The cost of skipping QC is real: wasted compute hours processing bad data, false positive results that don’t replicate, and in the worst case, retracted papers. The good news is that QC is fast and easy. Fifteen minutes of checking quality can save you weeks of troubleshooting.

Recommended starting point. Open OnDemand provides a web portal with a file browser, terminal, job submission forms, and interactive apps like JupyterLab and RStudio. No software to install.

  1. Navigate to the OOD portal

    Go to https://gateway.<cluster>.rcac.purdue.edu and log in with your Purdue (BoilerKey) credentials.

    ClusterOOD URL
    Gautschigateway.gautschi.rcac.purdue.edu
    Negishigateway.negishi.rcac.purdue.edu
    Bellgateway.bell.rcac.purdue.edu
    Gilbrethgateway.gilbreth.rcac.purdue.edu
  2. Tour the dashboard

    After login you will see the OOD dashboard with these key sections:

    • Files: Browse, upload, download, and edit files on the cluster
    • Jobs: View active jobs or use the Job Composer to build submission scripts
    • Clusters: Open a shell terminal (equivalent to SSH) directly in the browser
    • Interactive Apps: Launch JupyterLab, RStudio Server, and other GUI applications
  3. Open a terminal

    Click Clusters in the top menu and select the cluster shell access (e.g., Gautschi Shell Access). A terminal opens in your browser. You are now on a login node.

cd $RCAC_SCRATCH
mkdir -p genomics_exchange/session6
cd genomics_exchange/session6

RCAC provides bioinformatics software through the module system. Always start with a clean environment:

module --force purge

We will load specific tool modules as needed in each section below.

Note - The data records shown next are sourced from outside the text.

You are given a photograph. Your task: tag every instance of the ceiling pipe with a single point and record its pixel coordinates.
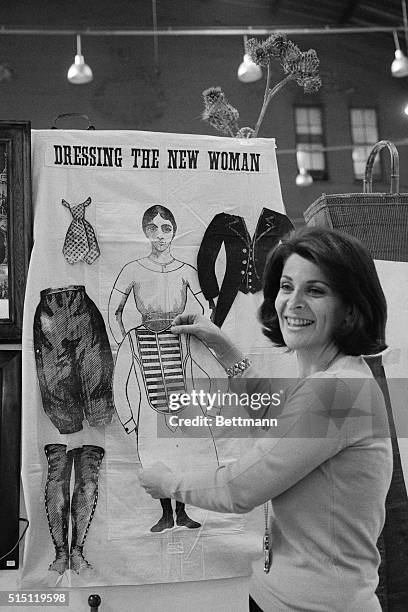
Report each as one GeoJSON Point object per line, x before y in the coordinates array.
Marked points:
{"type": "Point", "coordinates": [236, 31]}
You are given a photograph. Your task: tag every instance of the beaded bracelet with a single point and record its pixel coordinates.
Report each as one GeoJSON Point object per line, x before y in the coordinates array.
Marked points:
{"type": "Point", "coordinates": [238, 368]}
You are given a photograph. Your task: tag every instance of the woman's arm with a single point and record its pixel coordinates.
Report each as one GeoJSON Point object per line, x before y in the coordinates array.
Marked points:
{"type": "Point", "coordinates": [117, 300]}
{"type": "Point", "coordinates": [306, 437]}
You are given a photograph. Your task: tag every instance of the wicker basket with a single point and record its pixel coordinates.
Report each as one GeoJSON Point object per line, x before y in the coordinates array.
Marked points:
{"type": "Point", "coordinates": [379, 220]}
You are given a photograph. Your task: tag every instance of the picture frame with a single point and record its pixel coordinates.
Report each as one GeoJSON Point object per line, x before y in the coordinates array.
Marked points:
{"type": "Point", "coordinates": [15, 225]}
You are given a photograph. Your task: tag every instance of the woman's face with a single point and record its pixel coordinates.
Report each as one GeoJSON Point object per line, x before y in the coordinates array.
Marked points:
{"type": "Point", "coordinates": [308, 309]}
{"type": "Point", "coordinates": [160, 232]}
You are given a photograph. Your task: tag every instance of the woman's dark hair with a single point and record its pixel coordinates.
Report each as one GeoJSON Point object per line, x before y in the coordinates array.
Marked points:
{"type": "Point", "coordinates": [351, 273]}
{"type": "Point", "coordinates": [157, 209]}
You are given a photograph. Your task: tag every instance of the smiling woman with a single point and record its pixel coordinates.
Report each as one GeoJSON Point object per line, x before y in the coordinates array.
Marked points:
{"type": "Point", "coordinates": [329, 468]}
{"type": "Point", "coordinates": [323, 298]}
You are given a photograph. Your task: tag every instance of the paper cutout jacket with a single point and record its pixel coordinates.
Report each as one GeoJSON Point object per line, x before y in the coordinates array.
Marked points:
{"type": "Point", "coordinates": [245, 256]}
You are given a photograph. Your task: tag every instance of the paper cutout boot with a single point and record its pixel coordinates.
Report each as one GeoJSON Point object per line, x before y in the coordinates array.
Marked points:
{"type": "Point", "coordinates": [57, 502]}
{"type": "Point", "coordinates": [87, 462]}
{"type": "Point", "coordinates": [167, 521]}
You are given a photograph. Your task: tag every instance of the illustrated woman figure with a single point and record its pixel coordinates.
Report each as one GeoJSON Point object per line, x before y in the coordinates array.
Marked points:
{"type": "Point", "coordinates": [152, 363]}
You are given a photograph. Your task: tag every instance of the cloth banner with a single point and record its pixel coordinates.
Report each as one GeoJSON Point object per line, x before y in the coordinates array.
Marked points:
{"type": "Point", "coordinates": [130, 230]}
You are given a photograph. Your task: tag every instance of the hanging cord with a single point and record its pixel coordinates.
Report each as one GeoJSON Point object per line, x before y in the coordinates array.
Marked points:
{"type": "Point", "coordinates": [404, 18]}
{"type": "Point", "coordinates": [19, 539]}
{"type": "Point", "coordinates": [155, 39]}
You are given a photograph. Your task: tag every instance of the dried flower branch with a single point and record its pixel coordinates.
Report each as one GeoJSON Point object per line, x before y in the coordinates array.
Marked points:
{"type": "Point", "coordinates": [219, 113]}
{"type": "Point", "coordinates": [299, 66]}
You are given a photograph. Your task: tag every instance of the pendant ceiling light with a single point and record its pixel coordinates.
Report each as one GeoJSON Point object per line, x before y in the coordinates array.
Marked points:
{"type": "Point", "coordinates": [399, 67]}
{"type": "Point", "coordinates": [248, 71]}
{"type": "Point", "coordinates": [79, 73]}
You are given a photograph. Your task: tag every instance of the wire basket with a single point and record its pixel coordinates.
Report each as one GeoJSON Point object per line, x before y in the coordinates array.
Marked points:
{"type": "Point", "coordinates": [379, 220]}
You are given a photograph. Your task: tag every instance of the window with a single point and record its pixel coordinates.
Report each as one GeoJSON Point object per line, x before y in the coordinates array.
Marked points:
{"type": "Point", "coordinates": [364, 134]}
{"type": "Point", "coordinates": [310, 140]}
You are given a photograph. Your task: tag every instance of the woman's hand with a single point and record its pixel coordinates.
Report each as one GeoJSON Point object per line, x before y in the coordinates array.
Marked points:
{"type": "Point", "coordinates": [199, 326]}
{"type": "Point", "coordinates": [206, 331]}
{"type": "Point", "coordinates": [156, 480]}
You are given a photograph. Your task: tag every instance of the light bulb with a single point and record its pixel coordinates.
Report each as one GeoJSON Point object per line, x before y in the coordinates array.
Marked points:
{"type": "Point", "coordinates": [399, 67]}
{"type": "Point", "coordinates": [248, 71]}
{"type": "Point", "coordinates": [79, 73]}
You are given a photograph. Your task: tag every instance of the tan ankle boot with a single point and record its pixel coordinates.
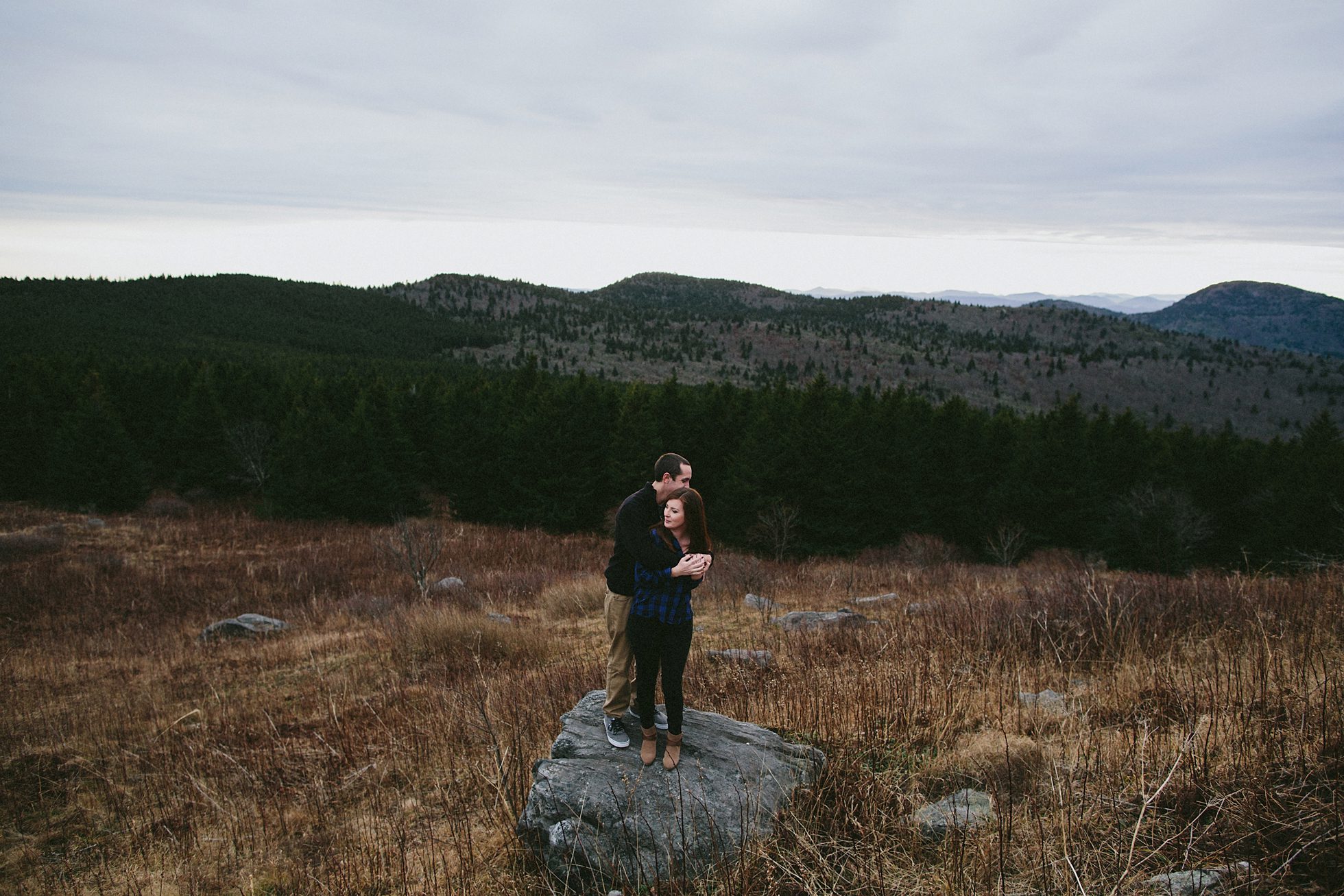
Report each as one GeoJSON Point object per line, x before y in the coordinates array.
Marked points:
{"type": "Point", "coordinates": [672, 753]}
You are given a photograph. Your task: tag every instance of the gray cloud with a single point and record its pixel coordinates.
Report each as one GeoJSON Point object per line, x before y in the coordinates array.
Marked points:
{"type": "Point", "coordinates": [1201, 119]}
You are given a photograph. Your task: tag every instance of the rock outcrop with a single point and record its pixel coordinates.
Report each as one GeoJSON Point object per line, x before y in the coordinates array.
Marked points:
{"type": "Point", "coordinates": [757, 602]}
{"type": "Point", "coordinates": [963, 810]}
{"type": "Point", "coordinates": [1197, 882]}
{"type": "Point", "coordinates": [815, 620]}
{"type": "Point", "coordinates": [741, 656]}
{"type": "Point", "coordinates": [249, 625]}
{"type": "Point", "coordinates": [597, 814]}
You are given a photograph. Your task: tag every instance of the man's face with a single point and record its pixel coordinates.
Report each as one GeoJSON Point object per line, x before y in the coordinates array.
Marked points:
{"type": "Point", "coordinates": [669, 485]}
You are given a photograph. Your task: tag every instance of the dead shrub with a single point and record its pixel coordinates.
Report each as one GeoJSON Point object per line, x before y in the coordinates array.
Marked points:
{"type": "Point", "coordinates": [21, 546]}
{"type": "Point", "coordinates": [460, 640]}
{"type": "Point", "coordinates": [575, 598]}
{"type": "Point", "coordinates": [1002, 762]}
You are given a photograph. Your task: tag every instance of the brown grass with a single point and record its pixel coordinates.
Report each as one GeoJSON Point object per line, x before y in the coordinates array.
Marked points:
{"type": "Point", "coordinates": [385, 744]}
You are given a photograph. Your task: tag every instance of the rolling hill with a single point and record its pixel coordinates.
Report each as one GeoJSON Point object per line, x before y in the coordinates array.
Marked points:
{"type": "Point", "coordinates": [1269, 315]}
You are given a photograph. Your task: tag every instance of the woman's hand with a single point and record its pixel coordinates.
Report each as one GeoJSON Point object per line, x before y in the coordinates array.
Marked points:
{"type": "Point", "coordinates": [693, 564]}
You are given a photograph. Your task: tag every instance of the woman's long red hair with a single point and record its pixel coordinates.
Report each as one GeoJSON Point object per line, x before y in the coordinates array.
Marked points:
{"type": "Point", "coordinates": [697, 529]}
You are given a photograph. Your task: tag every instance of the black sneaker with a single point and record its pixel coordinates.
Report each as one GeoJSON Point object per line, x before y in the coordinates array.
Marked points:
{"type": "Point", "coordinates": [660, 719]}
{"type": "Point", "coordinates": [616, 732]}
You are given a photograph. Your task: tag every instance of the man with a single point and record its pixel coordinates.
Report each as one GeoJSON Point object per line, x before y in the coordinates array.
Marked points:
{"type": "Point", "coordinates": [638, 515]}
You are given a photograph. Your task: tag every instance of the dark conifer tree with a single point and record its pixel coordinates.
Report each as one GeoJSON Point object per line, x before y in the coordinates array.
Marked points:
{"type": "Point", "coordinates": [92, 461]}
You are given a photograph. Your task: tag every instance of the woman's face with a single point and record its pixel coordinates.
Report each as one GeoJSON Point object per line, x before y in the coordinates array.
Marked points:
{"type": "Point", "coordinates": [673, 515]}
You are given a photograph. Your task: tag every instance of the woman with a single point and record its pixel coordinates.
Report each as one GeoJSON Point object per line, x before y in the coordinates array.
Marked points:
{"type": "Point", "coordinates": [662, 622]}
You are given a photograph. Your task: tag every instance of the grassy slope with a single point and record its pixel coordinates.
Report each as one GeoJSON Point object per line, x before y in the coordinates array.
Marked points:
{"type": "Point", "coordinates": [369, 751]}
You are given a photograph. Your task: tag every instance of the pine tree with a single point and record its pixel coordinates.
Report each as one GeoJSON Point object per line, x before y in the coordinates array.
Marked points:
{"type": "Point", "coordinates": [93, 463]}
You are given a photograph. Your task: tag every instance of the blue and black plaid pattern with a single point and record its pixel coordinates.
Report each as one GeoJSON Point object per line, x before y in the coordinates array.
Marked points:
{"type": "Point", "coordinates": [659, 594]}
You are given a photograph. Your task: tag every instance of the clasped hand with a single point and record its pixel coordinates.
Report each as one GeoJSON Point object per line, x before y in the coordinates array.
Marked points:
{"type": "Point", "coordinates": [693, 564]}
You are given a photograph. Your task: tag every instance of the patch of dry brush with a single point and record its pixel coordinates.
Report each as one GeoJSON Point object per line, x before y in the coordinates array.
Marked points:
{"type": "Point", "coordinates": [385, 744]}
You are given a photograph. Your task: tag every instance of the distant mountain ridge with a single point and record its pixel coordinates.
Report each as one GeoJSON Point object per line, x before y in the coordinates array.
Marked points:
{"type": "Point", "coordinates": [1120, 302]}
{"type": "Point", "coordinates": [655, 327]}
{"type": "Point", "coordinates": [1258, 313]}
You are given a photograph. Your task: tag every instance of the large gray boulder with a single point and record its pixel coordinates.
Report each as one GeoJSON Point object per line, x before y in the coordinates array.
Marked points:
{"type": "Point", "coordinates": [963, 810]}
{"type": "Point", "coordinates": [1198, 882]}
{"type": "Point", "coordinates": [757, 602]}
{"type": "Point", "coordinates": [249, 625]}
{"type": "Point", "coordinates": [741, 656]}
{"type": "Point", "coordinates": [599, 816]}
{"type": "Point", "coordinates": [816, 620]}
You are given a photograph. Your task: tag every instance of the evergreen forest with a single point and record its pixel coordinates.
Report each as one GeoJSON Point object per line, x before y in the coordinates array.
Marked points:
{"type": "Point", "coordinates": [326, 402]}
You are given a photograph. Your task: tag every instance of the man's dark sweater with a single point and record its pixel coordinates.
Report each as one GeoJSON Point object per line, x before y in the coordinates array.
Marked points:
{"type": "Point", "coordinates": [638, 515]}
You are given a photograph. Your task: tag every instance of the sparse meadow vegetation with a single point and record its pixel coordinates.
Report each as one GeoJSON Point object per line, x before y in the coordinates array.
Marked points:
{"type": "Point", "coordinates": [385, 743]}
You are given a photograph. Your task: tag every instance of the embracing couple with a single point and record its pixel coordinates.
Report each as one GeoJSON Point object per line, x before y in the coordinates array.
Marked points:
{"type": "Point", "coordinates": [662, 554]}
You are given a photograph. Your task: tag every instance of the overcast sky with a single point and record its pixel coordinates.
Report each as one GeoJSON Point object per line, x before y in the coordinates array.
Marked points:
{"type": "Point", "coordinates": [1064, 147]}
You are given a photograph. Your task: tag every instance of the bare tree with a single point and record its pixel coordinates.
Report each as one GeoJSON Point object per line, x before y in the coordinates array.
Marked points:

FastQC is the standard tool for assessing the quality of sequencing data. It takes FASTQ files as input and produces an HTML report with visualizations of key quality metrics.

Before running FastQC, it helps to understand what a FASTQ file looks like. Each read in a FASTQ file consists of four lines:

@read_name <- Read identifier
ACGTACGTACGT... <- DNA sequence
+ <- Separator
IIIIIHHHGG... <- Quality scores (one character per base)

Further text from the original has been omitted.